It should be impossible to botch a summer popcorn movie about inter-dimensional leviathans battling colossal human-piloted robots. Pacific Rim’s deliriously geeky high concept—Godzilla vs. Gundam!—seems designed to appeal to the blockbuster filmgoer’s inner 8-year-old kid. (Who didn’t stage inter-brand crossover conflicts with their action figures at some point?) Although not known for gritty science-fiction action, director and co-writer Guillermo del Toro (Cronos, Hellboy, Pan’s Labyrinth) knows a thing or two about warped childhood fantasies. Unfortunately, Pacific Rim amounts to little more than bland heap of clichés, one that provides all the requisite smash-bang mayhem and not much else.

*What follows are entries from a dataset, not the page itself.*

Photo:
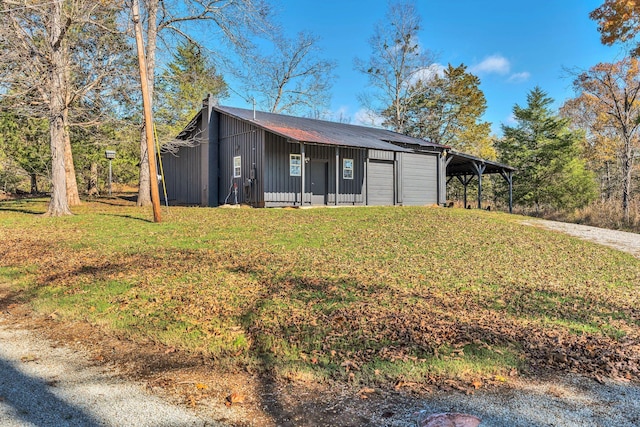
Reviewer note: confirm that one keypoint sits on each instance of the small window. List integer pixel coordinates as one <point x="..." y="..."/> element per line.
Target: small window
<point x="347" y="168"/>
<point x="295" y="164"/>
<point x="237" y="166"/>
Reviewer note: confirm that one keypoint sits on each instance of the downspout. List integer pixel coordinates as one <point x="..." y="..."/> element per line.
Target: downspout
<point x="337" y="174"/>
<point x="302" y="173"/>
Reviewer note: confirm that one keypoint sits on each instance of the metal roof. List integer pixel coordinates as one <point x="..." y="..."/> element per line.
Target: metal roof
<point x="324" y="132"/>
<point x="462" y="164"/>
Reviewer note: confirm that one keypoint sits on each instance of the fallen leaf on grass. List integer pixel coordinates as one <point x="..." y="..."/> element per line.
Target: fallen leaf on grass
<point x="364" y="392"/>
<point x="234" y="398"/>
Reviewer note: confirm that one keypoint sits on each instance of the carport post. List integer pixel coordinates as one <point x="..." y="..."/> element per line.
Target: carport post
<point x="479" y="167"/>
<point x="508" y="176"/>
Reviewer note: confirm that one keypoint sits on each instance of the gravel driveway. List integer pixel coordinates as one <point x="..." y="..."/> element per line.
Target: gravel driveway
<point x="43" y="385"/>
<point x="620" y="240"/>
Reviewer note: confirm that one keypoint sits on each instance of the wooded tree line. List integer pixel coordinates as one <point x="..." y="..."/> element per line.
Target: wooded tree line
<point x="68" y="90"/>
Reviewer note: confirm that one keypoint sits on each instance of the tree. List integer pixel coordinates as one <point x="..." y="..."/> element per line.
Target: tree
<point x="396" y="64"/>
<point x="546" y="153"/>
<point x="618" y="21"/>
<point x="611" y="92"/>
<point x="181" y="86"/>
<point x="23" y="140"/>
<point x="235" y="19"/>
<point x="600" y="143"/>
<point x="294" y="77"/>
<point x="447" y="109"/>
<point x="44" y="72"/>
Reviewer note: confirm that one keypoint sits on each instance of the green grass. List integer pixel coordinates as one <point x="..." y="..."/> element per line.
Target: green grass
<point x="400" y="293"/>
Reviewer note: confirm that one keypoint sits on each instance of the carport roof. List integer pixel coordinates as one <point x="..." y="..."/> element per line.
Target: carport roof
<point x="308" y="130"/>
<point x="463" y="164"/>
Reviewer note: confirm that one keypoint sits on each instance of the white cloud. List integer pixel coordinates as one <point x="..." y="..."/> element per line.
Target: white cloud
<point x="497" y="64"/>
<point x="367" y="118"/>
<point x="519" y="77"/>
<point x="511" y="120"/>
<point x="426" y="74"/>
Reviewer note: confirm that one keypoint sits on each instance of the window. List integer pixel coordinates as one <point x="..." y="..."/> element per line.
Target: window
<point x="295" y="164"/>
<point x="237" y="166"/>
<point x="347" y="168"/>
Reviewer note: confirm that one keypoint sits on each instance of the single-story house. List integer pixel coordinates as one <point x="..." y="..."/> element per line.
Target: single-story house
<point x="233" y="155"/>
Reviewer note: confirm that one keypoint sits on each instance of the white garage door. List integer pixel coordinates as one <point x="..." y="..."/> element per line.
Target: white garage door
<point x="419" y="179"/>
<point x="380" y="183"/>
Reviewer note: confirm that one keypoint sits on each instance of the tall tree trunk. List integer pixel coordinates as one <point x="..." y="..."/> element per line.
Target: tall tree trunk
<point x="627" y="170"/>
<point x="92" y="189"/>
<point x="34" y="183"/>
<point x="144" y="190"/>
<point x="58" y="205"/>
<point x="73" y="198"/>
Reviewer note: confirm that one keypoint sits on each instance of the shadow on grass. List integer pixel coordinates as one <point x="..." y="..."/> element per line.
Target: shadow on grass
<point x="129" y="217"/>
<point x="29" y="401"/>
<point x="21" y="210"/>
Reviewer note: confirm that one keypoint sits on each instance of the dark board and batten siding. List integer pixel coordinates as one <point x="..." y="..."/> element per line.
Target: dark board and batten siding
<point x="182" y="174"/>
<point x="238" y="138"/>
<point x="282" y="189"/>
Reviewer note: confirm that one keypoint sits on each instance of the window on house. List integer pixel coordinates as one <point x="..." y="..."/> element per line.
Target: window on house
<point x="237" y="166"/>
<point x="347" y="168"/>
<point x="295" y="164"/>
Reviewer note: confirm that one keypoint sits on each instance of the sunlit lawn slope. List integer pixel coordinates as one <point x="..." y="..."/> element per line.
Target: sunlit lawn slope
<point x="368" y="295"/>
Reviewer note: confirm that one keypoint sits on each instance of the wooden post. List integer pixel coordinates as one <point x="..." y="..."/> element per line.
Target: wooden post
<point x="148" y="120"/>
<point x="479" y="167"/>
<point x="337" y="174"/>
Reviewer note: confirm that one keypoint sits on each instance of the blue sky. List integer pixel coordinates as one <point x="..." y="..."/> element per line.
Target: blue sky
<point x="512" y="46"/>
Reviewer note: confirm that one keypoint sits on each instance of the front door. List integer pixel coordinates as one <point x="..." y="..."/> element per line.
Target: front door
<point x="318" y="182"/>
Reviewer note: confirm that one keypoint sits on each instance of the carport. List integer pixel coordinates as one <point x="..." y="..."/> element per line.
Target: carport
<point x="465" y="167"/>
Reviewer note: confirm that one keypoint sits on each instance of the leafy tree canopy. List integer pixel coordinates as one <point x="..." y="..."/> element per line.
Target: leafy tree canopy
<point x="447" y="109"/>
<point x="546" y="153"/>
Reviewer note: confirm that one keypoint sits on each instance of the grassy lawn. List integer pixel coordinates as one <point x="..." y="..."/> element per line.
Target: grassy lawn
<point x="366" y="295"/>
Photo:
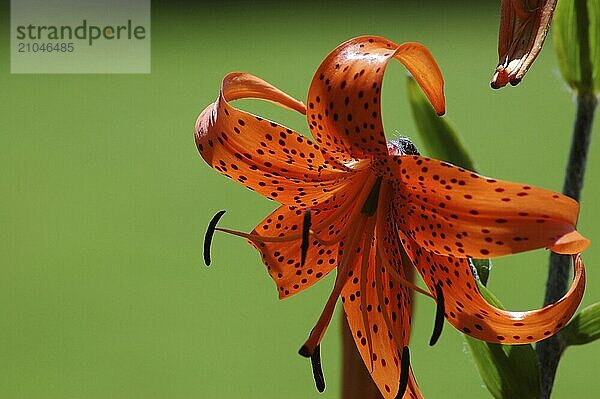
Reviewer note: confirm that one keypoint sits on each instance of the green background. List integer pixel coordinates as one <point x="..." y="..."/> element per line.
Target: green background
<point x="103" y="292"/>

Unlike many contemporary sci-fi flicks, the film at least dispenses with its background mythology in the first five minutes. In the near future, enormous sea monsters (Kaiju) begin emerging from a wormhole beneath the Pacific Ocean, prompting humankind to develop military robots (Jaegers) helmed by neurally linked co-pilots. The details don’t really matter much, given that the film’s raison d’être is to pit alien behemoths against nuclear warbots with the best digital effects that 2013 can muster. And, admittedly, the city-leveling brawls between the factions are suitably ferocious, and at times even gorgeous.
However, the story that surrounds the monster-on-metal action is so trite and insipid that it torpedoes even the elemental pleasures of the film’s Saturday matinee spectacle. Dispiritingly, del Toro and co-writer Travis Beacham pack Pacific Rim with dull, indistinguishable white guys, and then slather on stock genre situations that utterly lack the vigor or drollness that might otherwise excuse their creakiness. The plot turns are predictable, the dialogue is dreadful, and the manic attempts at humor are positively wince-inducing. It’s exceedingly disappointing to witness a del Toro feature so colorless and hackneyed that it makes Avatar seem like a work of dazzling originality.